Join Len Fishman, former CEO of Hebrew SeniorLife, the largest nonprofit provider of senior housing and healthcare in New England, and Rabbi Sara Paasche-Orlow, Director of Spiritual Care at Hebrew SeniorLife will be discussing the difficult question of whether Jewish institutions should accept money from donors who might be “tainted” in the eyes of the Jewish community.  Either because of political activity or illicit behavior or business practices that are problematic, a number of well-known philanthropists have come under scrutiny and many organizations are grappling with the difficult question of what to do with money that comes from these donors. Our guests from Hebrew SeniorLife will reflect on the dilemmas that have occurred in their own development work for Hebrew SeniorLife, as well as engage the community in a conversation about appropriate values guiding such decisions.

Investing for Equity

Judaism has venerable ethical and legal traditions around dealing with financial questions of support for individuals and organizations in need.  How much should one give to people on the street asking for money? How much should we give to Jewish causes?  How much of one’s income should be earmarked for charity? Join us for a conversation with Impact Director for Boston Impact Initiative Fund Aliana Pineiro. Pineiro works with impact investors, social enterprises, and non-profit organizations to effectively measure and manage their impact.

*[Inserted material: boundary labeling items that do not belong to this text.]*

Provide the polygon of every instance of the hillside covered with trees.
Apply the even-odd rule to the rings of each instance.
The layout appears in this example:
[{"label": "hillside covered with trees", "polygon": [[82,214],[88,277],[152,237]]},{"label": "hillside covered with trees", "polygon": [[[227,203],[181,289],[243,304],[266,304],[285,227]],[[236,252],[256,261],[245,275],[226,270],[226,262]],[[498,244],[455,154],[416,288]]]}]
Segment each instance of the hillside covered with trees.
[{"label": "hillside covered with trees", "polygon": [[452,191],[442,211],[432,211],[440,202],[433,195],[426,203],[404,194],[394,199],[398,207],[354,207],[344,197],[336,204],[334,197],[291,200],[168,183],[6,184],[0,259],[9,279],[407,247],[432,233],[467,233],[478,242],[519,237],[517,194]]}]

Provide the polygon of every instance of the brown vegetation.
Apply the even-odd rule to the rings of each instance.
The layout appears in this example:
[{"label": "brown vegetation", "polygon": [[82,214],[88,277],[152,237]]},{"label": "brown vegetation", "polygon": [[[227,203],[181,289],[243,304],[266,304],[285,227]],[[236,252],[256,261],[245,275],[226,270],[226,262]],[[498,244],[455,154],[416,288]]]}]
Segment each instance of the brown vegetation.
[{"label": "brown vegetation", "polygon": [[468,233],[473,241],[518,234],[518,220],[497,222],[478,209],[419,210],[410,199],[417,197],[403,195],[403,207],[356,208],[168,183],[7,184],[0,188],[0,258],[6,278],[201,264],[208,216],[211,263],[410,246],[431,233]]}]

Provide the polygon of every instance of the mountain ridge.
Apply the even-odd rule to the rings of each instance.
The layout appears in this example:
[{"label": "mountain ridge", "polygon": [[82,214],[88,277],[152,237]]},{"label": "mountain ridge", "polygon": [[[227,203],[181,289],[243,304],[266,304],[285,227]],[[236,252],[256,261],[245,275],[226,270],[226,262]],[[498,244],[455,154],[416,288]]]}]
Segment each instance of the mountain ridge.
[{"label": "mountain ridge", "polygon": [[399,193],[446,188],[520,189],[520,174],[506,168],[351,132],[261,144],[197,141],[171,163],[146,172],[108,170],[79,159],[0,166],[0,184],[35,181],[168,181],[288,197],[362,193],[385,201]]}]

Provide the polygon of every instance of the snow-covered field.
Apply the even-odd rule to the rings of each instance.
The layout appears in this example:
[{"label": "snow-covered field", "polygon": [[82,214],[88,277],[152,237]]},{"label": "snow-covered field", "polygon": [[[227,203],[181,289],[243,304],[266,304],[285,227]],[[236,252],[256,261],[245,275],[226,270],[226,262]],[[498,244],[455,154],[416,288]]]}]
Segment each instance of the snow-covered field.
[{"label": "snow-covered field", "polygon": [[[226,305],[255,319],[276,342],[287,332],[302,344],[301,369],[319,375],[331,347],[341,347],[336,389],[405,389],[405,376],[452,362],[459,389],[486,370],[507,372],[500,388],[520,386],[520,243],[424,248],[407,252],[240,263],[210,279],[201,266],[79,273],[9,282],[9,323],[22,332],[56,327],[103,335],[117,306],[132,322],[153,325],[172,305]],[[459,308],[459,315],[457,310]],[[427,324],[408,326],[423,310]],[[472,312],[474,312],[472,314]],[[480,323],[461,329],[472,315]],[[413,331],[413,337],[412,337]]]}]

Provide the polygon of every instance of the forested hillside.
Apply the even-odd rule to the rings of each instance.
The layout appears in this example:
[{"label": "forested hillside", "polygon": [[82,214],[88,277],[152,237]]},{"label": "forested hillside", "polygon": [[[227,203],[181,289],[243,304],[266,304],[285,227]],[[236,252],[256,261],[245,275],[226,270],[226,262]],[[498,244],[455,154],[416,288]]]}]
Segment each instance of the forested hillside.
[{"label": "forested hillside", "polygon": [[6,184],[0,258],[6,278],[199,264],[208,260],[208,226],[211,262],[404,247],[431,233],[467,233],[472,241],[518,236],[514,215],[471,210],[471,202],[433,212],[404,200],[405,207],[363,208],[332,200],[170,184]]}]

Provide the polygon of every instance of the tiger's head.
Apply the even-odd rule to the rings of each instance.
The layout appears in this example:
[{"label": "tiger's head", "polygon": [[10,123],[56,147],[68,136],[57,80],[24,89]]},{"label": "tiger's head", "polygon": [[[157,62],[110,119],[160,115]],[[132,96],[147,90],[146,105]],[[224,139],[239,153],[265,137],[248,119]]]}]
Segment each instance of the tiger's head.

Originally from Boston, Pineiro began her career in asset management, spending five years at ClearBridge Investments in New York. Pineiro is interested in how impact evaluation can make impact investing more just and equitable. She was an impact evaluator for organizations operating in Latin America, including three years as the director of evaluation at RUNA, a social enterprise in the Ecuadorian Amazon. Most recently, Pinerio worked as a researcher at the Global Impact Investing Network publishing practitioner-oriented research for impact investors around the world.

The Problem of Inheritance 

As economic inequality widens, economic mobility from one generation to the next has shrunk. Fewer Americans are able to move up the economic ladder than at any point in the past century. Join us for a panel with Chuck Collins, author of Born on Third Base; Molly Schulman of Resource Generation; and Rabbinical & Cantorial School of Hebrew College Director of Professional Development Rabbi Shoshana Friedman who will grapple with questions about inequality and the racial wealth divide, the tax code, and inheritance, and ask what economic proscriptions might be in place to deal with this issue.

Chuck Collins, an expert on U.S. inequality and the racial wealth divide, is director of the Program on Inequality and the Common Good at the Institute for Policy Studies, where he co-edits Inequality.org. He is author of the popular book, Born on Third Base: A One Percenter Makes the Case for Tackling Inequality, Bringing Wealth Home, and Committing to the Common GoodIs Inequality in America Irreversible? and Bill Gates Sr. of Wealth and Our Commonwealth, a case for taxing inherited fortunes. He is co-founder of Wealth for the Common Good, a network of business leaders, high-income households and partners working together to promote shared prosperity and fair taxation. This network merged in 2015 with the Patriotic Millionaires.

Molly Schulman is a leader in the Resource Generation Boston chapter for a year. She has participated in both an anti-racist white praxis group and a virtual high net wealth praxis group, currently facilitates a Jewish praxis group, has attended three national Resource Generation conferences, and currently organizes Boston constituents to increase their giving to social justice. Apart from her work with Resource Generation, Molly serves on JOIN for Justice’s board, sings in a cover band, facilitates a monthly Rosh Chodesh gathering, and is a member of the Chordata Capital fellowship. She is thrilled to share her passion for wealth redistribution, her grounding in Jewish resistance, and commitment to building compassionate cross-class relationships to the panel.